I’ve written scenes of passion into River with no Bridge (out June 21). As my protagonist, Irish-Catholic Nora, moves through life, she experiences love, or in one case lust, with three men. I hope readers will sense that the totality of these relationships, and her very different partners, move her from virginity to becoming a sensual lover. Sexual attitudes reveal so much about our characters and their changes.

Sex scenes can also be ugly precursors to damaging consequences for characters victimized by coercion. I’ve just read City of Light, a historical novel set in Buffalo, New York, at the time of the Pan American Expo. Author Lauren Belfer incorporates in one episode a depiction of women’s lack of empowerment at the turn of the century. The protagonist is coerced into having sex with Grover Cleveland. She uses details (“Your stomach like a rubbery cushion”) to show how frightening and disorienting forced sex is and how it determines so much of the story that follows.

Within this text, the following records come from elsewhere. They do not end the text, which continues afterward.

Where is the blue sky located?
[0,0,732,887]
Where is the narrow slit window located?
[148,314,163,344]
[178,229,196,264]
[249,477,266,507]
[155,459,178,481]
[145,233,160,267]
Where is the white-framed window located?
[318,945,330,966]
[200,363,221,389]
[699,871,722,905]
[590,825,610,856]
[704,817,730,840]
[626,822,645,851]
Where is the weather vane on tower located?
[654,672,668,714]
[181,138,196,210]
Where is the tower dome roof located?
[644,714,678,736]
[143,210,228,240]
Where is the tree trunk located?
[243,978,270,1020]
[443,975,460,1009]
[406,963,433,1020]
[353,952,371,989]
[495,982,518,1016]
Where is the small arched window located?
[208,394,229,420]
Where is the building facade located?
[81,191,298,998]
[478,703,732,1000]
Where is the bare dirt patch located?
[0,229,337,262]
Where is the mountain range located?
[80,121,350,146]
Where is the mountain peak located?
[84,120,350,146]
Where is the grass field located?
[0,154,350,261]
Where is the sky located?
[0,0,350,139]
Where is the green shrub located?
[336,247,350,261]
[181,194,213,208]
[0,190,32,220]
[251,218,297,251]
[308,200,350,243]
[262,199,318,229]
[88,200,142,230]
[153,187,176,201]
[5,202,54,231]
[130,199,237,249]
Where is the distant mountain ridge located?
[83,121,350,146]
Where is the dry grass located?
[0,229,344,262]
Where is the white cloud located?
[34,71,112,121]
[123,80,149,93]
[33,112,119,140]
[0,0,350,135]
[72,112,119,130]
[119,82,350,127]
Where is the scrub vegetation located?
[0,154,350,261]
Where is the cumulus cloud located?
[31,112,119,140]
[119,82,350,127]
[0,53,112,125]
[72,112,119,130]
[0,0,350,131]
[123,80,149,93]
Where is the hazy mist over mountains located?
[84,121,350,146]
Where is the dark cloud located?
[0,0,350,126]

After City of Light, I turned to Montana Women Writers own Deborah Epperson’s latest novel, Shadows of Home. Two former teenage lovers reclaim that status in several detailed scenes of passion renewed. Lovemaking is shown as their key to rediscovery and joyful reunion. It’s also a means of healing rifts, stress, and misunderstanding.

river with no bridgeA sex scene should only be used as needed to move the story forward. The introduction of lovemaking changes characters’ relationships. A sex scene just to have a sex scene will never work. Authors often struggle with the verbal details of the sex scene. The words used can vary depending on the characters. Crude characters tend to use crude words. More refined lovers, and seducers, use a refined vocabulary. Writers also vary in our own ideas of propriety. Modern readers are quite sophisticated and unlikely to be as easily offended as their historical counterparts.

Remember the language of a sex scene belongs to the character, not the author. If the story needs the scene then use it. There are many ways to write sex scenes. Every sentence should move the story forward and show us what our characters desire or fear.

Show an Affirming Flame

What is the role of an artist in turbulent times? Human history is an almost unbroken line of wars, both civil and international, and coping with natural and man-made disasters. Yet in all these struggles artists come forth to acknowledge our common “error bred in the bone” as well as the capacity to “love your crooked neighbor with your crooked heart.” My title and these phrases are all from the works of W.H. Auden, a homosexual poet who lived through World War II and never let its fearful horrors quench his spirit or ability to care about other people.

I’ve also just read a lovely and thoughtful novel by Amor Towles, A Gentleman in Moscow. It begins after the Russian Revolution. Count Alexander Rostov is declared a “former person” and put under house arrest in a luxury hotel after being judged guilty of writing a poem critical of the Bolsheviks. Established in a small garret room, but with freedom to move about in the hotel, his credo is that we “master our circumstances or our circumstances will master us.” The author goes on to show how his protagonist creates a life of humane purpose and grace under a regime that crushed the lives of so many others.

And so I believe that not only poetry, but stories and novels can be a wonderful way to show Auden’s affirming flame.  My novel, River with No Bridge, will be published in 2017. My protagonist experiences an Irish immigrant’s loneliness, losses, and gains while never giving in to America’s racial and class prejudices at the turn of the century. She is capable of empathy and that in itself shows one of the crucial forms Auden’s “affirming flame” may take.

As artists and readers, let us keep it burning.